BORRACHERA

Coelia y yo llegamos a la orilla de un verde río, de donde subían frescores, y estaba completamente salpicado de sauces que se inclinaban desde el borde. A nuestro alrededor teníamos la soledad soleada del mediodía en el campo.
–¡Oh! ¡que dulce sería nadar en esta agua diáfana y sin embargo misteriosa! – dijo Coelia.
Ella ya había colgado en un árbol su chal de paja donde florecen unas peonías; comenzaba a desabrocharse la parte superior de su blusa. Pues tiene la costumbre de no dejar nunca ningún intervalo entre la expresión y la ejecución de su deseo.

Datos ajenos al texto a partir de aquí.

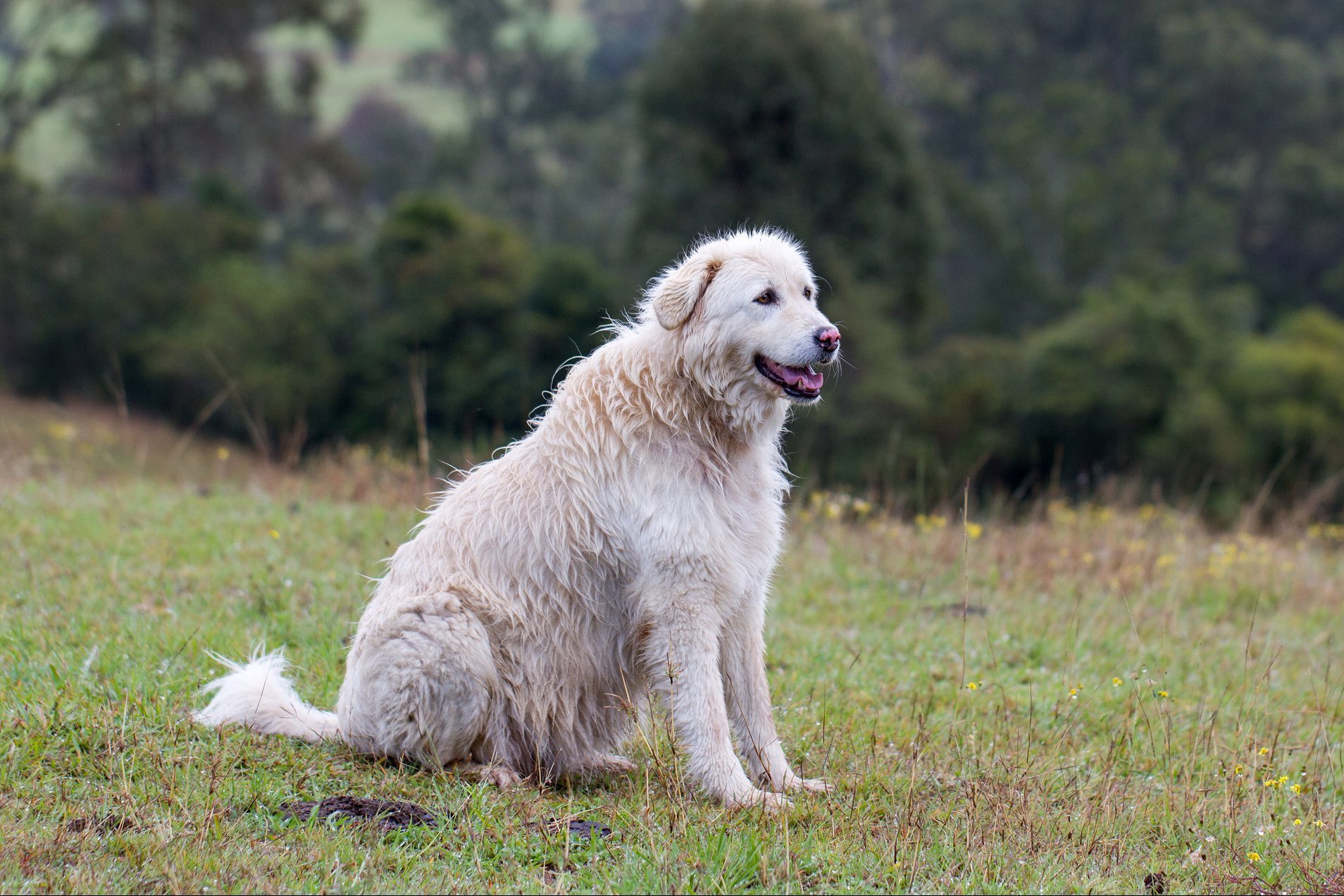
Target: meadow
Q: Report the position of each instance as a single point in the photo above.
(1101, 697)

Yo exclamé acosado por los celos:
–No, no os bañaréis a pleno día tan cerca de un camino donde pueden pasar personas; e incluso aunque no pase nadie, ¿acaso pensáis que yo os permitiría revelar al día que brilla, al viento que pasa, los adorables tesoros donde solo yo tengo el derecho de adorar la realización de mis pensamientos?
Pero Coelia se alzó de hombros, – unos hombros pálidos, ya al desnudo, – y continuó desvistiéndose, sin decir ni una palabra; porque ella sabe bien que el silencio es suficiente para responder a todas las objeciones; y hace mucho tiempo que me he resignado a ser de su misma opinión, en cualquier ocasión.
Así pues, a orillas del fresco río salpicado de sauces, ella estuvo desnuda; ante mis ojos extasiados, yo tenía – todas las batistas caídas en un níveo amontonamiento, bajo sus pies blancos que las pisoteaban,– el milagro de su esbeltez desnuda, fina como un abedul, y tan femenina en su alargamiento. Levantaba sus brazos hacia el agua en un bostezo de deseo.–sus brazos bajo los cuales se enredaba en cortos rizos un nido de suaves fragancias. Luego, deslizándose sobre el terciopelo de la hierba, se insinuó en la envolvente caricia del agua; y el río, sobre el que ella nadaba, discurría. ¡Ah! ese cuerpo en la transparencia de la onda, esa blancura apenas rosada en la húmeda fluidez de la ola, ¡si alguien hubiese aparecido! ¡si alguien la hubiese visto! me invadió la rabia, rabia que crecía con los encantos vistos. Finalmente salió del agua, semejante a una estatua de ninfa adolescente, a una estatua sobre la que ha llovido, y, cuando la hube secado con hierbas y hojas, con flores también, ella se vistió muy aprisa. Regresamos al camino; ella tenía, apoyándose en mi brazo un poco cansada, ese aire delicado y apacible, un poco orgulloso, que sabe darse en el Bosque o en su coche con un cojín bajo los pies y un cojín bajo los hombros. Pero yo, yo estaba mucho menos tranquilo; caminaba con dificultad, titubeando.
–¿Que os ocurre? – me preguntó – Se diría que estáis borracho. ¿Borracho? ¿Por qué? En el albergue donde almorzamos apenas habéis bebido dos vasitos de vino suave; y recuerdo que, en nuestras locuras nocturnas, sois capaz de vaciar sin alteraros, tres o cuatro botellas del borgoña más peleón.
–No estoy borracho!– dije.
–¡Claro que sí! – dijo ella.– Apenas podéis manteneros derecho; yo tengo precisamente todo el aspecto, en este gran camino, de una persona que daría el brazo a un borracho.
Es cierto que mi marcha era muy inestable; hubiese sido absurdo negar la embriaguez que ella me reprochaba; de modo que me vi obligado a confesar.
–Si, estoy achispado, – le dije.
–¡Eh! ¿por qué?
Yo todavía dudada aún, por fin dije:
–¡Porque antes, mientras abrochabais vuestra blusa, he bebido en el hueco de mi mano un poco del agua donde os habíais bañado!